Portugal: analysing procurement proposals of parties manifestos (III)
After the first two entries into the series (here and here), it is now the turn to look at the more left-wing parties in Portuguese parliament: Bloco de Esquerda (GUE/NGL) and the CDU (GUE/NGL).
Bloco de Esquerda (GUE/NGL)
Bloco de Esquerda offers three proposals connected with public procurement: restricting participation to economic operators with collective agreements; excluding off shore based economic operators from participating in public procurement and centralising purchases in the healthcare sector.
The first proposal follows the sadly common line of thought that procurement policy (and practice) should be hamstrung to achieve results that have nothing to do with the act of buying in and of itself. That is the whole reason why we have exclusions grounds for instance. These are the 'poor man's' way of achieving political goals without spending the political capital in making the necessary legal changes to achieve that goal fully. Trying to use public procurement to force companies into having collective agreements is yet another example of this. It is blatantly illegal for contracts above thresholds since the exclusion grounds list of Art 57 Directive 2014/24/EU is exhaustive. Therefore the obvious solution would be instead to change national labour law to demand this from *all* companies…in Portugal. As for externalising this requirement to economic operators complying with labour law in the EU Member States where they're based, well, I think the problem here is self-evident. The short-sightedness of the measure is compounded by making this an yearly requirement, ie requiring new collective agreements to be signed every year. Not even in Denmark we have those as a rule o thumb!
The second proposal Bloco makes is to exclude from procurement off-shore connected economic operators, ie those that are either owned directly or indirectly by vehicles based on offshores or whose the ultimate beneficial owners are connected with off-shores. As with the previous suggestion, it cannot be done for contracts above thresholds except if the economic operator is itself based on an offs-shore jurisdiction outside the EEA in a country that is not party to the GPA nor has a free trade agreement with the EU covering procurement.

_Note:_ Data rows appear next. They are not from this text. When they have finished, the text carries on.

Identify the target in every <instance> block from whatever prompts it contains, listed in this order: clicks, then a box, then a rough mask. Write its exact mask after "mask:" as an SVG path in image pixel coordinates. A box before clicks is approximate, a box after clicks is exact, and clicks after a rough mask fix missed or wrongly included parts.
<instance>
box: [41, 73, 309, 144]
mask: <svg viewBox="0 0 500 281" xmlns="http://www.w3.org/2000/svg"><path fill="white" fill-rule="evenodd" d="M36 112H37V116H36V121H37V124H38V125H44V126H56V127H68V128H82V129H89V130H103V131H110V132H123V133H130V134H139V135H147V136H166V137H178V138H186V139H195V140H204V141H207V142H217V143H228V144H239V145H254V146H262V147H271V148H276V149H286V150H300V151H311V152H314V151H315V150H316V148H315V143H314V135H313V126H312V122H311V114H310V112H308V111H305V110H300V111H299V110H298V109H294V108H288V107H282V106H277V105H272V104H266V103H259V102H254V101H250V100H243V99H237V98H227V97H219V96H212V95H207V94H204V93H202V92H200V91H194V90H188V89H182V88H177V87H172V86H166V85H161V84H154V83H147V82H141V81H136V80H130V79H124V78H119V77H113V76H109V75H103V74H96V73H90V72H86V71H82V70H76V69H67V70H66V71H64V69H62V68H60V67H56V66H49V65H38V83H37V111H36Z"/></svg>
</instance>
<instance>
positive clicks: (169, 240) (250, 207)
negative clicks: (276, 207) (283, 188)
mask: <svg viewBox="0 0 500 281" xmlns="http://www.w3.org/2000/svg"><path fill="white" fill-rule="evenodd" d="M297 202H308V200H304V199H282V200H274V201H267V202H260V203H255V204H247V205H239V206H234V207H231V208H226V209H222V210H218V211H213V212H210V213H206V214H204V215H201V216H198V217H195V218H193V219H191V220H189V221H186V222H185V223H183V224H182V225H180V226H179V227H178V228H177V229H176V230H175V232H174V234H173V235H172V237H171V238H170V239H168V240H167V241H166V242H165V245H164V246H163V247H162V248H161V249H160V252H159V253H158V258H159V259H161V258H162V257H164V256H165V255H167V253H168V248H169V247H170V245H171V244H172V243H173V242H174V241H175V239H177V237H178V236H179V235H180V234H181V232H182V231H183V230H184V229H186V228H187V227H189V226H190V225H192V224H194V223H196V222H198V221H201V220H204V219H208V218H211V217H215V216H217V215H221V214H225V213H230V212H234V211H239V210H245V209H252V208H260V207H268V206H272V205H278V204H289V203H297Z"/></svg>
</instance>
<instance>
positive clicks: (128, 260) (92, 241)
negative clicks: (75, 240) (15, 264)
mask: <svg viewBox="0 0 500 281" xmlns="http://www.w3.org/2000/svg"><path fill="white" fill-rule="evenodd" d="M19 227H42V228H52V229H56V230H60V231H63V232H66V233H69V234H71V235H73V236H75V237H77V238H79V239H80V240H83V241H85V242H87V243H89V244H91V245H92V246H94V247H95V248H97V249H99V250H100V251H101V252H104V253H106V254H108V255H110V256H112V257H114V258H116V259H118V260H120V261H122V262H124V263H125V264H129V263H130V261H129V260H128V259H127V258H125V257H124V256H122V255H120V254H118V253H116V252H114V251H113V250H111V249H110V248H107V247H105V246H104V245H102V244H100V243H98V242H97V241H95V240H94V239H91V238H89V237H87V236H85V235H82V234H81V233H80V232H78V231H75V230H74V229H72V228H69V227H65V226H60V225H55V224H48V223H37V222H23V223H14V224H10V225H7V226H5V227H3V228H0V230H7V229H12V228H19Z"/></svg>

Lastly, Bloco suggests the centralisation of healthcare procurement for high volume goods. I have nothing against this idea, but I'm puzzled the party seems to be unaware of the healthcare central purchasing body SPMS. I don't know if SPMS is working well these days or its exact remit but Bloco is not making its suggestion around improving SPMS but simply…creating it again?
Grade: 1/10
CDU (GUE/NGL)
CDU is the main electoral vehicle of the Communist Party in Portugal, in coalition with the Green Party. However, technically calling it a coalition these days is a stretch: CDU has been running in all elections since 1987 so the Greens are anything but independent. In fact, even this pretence may have been dropped since the manifesto I will be looking at is that of the Communist Party since the Green Party one is *checks notes* 7 pages long.
Their main idea for procurement is a revision of the Public Contracts Code. As with all proposals thus far this is more of an ambition than a roadmap, but it contains enough detail to warrant some discussion.
CDU wants to make procurement procedures and 'award conditions' more agile while reducing 'artificial obstacles and bad faith litigation.' It wants to do so within a 'framework of transparency and absolute respect for the public interest.' There is more here than meets the eye. Agility in this context probably means 'simplifying'. We're about to see in the UK what the 'simplification' of procurement rules leads to in practice. Above thresholds what can be done to simplify procurement rules has already been done in Portugal and in some instances *beyond* what could legally be done. Below thresholds there is space for improvement but if anything, rules there are already *too* flexible and simple. Looking at the Public Contracts Code there is no obvious area of improvement on the 'award conditions' which I assume as meaning award criteria.
As for artificial obstacles your guess is as good as mine, but my hunch is that they would like requirements for participation to be lowered? Or maybe I am just projecting my own personal wishes in here.
More can be said about bad faith litigation though. Procurement litigation in Portugal is one of the fundamental problems with the system although I would not class it in general as being abusive or done in bad faith. It is too easy and cheap for the capacity of the administrative courts leading to long times between a challenge and a final decision. The correct approach is not to blame the legal use of tools available but instead to solve the underlying problem.
CDU also has in its manifesto a minor proposal. When discussing R&D investment it calls for procurement rules to be adapted to this end. I see no problem with this idea despite the lack of detail and take this as an endorsement of the need to improve innovation procurement either directly in the procurement phase or as pre-commercial procurement.